Photograph by Robert Ector, Taylor-Ector Studios

After Goldie Taylor finished taping an episode of Real Time with Bill Maher last fall, she posted on social media that she left the studio with “bloodied knuckles” after going a few rounds with Fox News’s John Fund and Daily Caller contributor Boris Epshteyn.

“I had to take a walk around L.A. after that show, because it was tough,” says Taylor, a onetime Emory University political science student, former Atlanta Journal-Constitution reporter, and ex–U.S. Marine. “I guess I was not prepared for the level of vitriol that ensued from the other panelists.” Real Time executive producer Scott Carter considers Taylor “unflappable” and “able to hold her own,” no matter the temperature of a debate.

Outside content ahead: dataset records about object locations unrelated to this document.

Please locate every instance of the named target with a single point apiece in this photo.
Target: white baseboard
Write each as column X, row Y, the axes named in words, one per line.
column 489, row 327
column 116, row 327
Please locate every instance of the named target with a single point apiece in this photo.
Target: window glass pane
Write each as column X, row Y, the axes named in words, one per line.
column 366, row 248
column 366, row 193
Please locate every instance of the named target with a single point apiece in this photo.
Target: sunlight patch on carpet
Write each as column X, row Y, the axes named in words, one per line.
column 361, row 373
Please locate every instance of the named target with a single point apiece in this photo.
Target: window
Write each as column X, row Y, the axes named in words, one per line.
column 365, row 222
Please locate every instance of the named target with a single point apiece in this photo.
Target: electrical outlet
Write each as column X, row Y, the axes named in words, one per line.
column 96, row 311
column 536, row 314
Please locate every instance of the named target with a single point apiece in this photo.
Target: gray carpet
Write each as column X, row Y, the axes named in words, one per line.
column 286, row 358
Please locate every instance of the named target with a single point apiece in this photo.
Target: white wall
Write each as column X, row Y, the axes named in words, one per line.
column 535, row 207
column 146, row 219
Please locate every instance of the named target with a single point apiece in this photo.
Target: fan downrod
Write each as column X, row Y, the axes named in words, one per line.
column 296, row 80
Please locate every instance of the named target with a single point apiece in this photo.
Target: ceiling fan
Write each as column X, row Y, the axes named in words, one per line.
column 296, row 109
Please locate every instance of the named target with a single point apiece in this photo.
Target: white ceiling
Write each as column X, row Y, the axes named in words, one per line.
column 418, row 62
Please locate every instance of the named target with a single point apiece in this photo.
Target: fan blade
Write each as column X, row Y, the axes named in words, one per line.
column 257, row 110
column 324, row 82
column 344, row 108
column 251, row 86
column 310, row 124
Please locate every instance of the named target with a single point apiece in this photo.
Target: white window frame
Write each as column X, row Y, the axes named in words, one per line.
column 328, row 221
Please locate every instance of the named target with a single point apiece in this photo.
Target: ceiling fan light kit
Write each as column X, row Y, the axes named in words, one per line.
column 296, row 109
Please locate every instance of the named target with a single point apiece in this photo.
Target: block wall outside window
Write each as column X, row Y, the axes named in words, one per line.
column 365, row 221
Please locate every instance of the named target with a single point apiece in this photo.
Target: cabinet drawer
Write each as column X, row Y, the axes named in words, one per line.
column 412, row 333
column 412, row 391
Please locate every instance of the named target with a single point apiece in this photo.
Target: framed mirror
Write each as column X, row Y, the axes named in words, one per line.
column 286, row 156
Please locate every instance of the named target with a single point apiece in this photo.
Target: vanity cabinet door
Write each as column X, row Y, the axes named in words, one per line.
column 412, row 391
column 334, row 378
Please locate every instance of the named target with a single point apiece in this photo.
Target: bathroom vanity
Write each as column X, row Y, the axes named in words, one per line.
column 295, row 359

Before becoming an MSNBC contributor in fall 2012, Taylor was a regular on CNN, HLN, and MSNBC while also helping NBC develop a new editorial and marketing strategy for thegrio.com. She has 5,000 Facebook friends and more than 38,000 Twitter followers, and she’s not reticent about weighing in on politics, social and cultural issues, gun violence, domestic violence, and gay rights. She got her training as a Marine Corps public affairs broadcaster and, after leaving the AJC, worked on a number of campaigns, including that of Atlanta Mayor Kasim Reed.

Those experiences provide Taylor bona fides as a commentator, but what makes the Atlantic Station resident such a sought-after TV talking head is the conviction with which she shares her opinions and her candor about how her views are shaped by her own experiences. Her father was shot and killed in the seventies. Her brother was killed by a 9 mm handgun subsequently used to commit other crimes. She was raped as a teen and later, as a mother of four, was a victim of domestic abuse until the night she ran naked from her home after being stabbed. The petite forty-five-year-old used to be open about owning a gun and knowing how to use it, but then blogged about turning in her firearm after the Sandy Hook Elementary School massacre.

Because social media allows all to opine, Taylor often goes tweet-to-tweet with critics. “I don’t have patience for disrespect,” she says. “There are certain lines for me—once you get up and over, don’t expect me not to get up and over.”